## Comet.ml: Sagemaker Random Cut Forests Introduction Integration

The code below is taken directly from Amazon Sagemaker's official [An Introduction to SageMaker Random Cut Forests](https://github.com/awslabs/amazon-sagemaker-examples/blob/master/introduction_to_amazon_algorithms/random_cut_forest/random_cut_forest.ipynb) notebook.

The descriptive text has more or less been removed, but the code is identical. 

Follow along below to learn how to log Sagemaker training jobs to Comet.ml.

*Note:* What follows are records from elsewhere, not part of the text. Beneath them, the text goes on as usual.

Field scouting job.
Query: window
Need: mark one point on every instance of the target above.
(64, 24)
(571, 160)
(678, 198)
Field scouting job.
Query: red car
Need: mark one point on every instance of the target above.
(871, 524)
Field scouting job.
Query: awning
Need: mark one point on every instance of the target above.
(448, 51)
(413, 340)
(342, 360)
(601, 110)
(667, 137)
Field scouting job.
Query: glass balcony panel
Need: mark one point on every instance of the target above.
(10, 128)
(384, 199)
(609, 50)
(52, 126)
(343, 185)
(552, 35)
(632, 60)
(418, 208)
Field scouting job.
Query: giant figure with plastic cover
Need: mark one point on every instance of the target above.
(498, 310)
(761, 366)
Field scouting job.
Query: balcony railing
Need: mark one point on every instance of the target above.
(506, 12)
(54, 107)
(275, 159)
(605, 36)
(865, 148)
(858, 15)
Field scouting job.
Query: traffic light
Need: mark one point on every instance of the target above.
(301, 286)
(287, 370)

#### Install the comet_ml_sagemaker python package

Comet's SageMaker configuration is available to Enterprise customers only. If you are interested in learning more about Comet Enterprise, or are in a trial period with Comet.ml and would like to evaluate the SageMaker integration, please email support@comet.ml and credentials can be shared to download the correct packages.

### Select Amazon S3 Bucket

In [None]:
import boto3
import botocore
import sagemaker
import sys


bucket = "NAME_YOUR_BUCKET"  # <--- specify a bucket you have access to
prefix = "sagemaker/rcf-benchmarks"
execution_role = sagemaker.get_execution_role()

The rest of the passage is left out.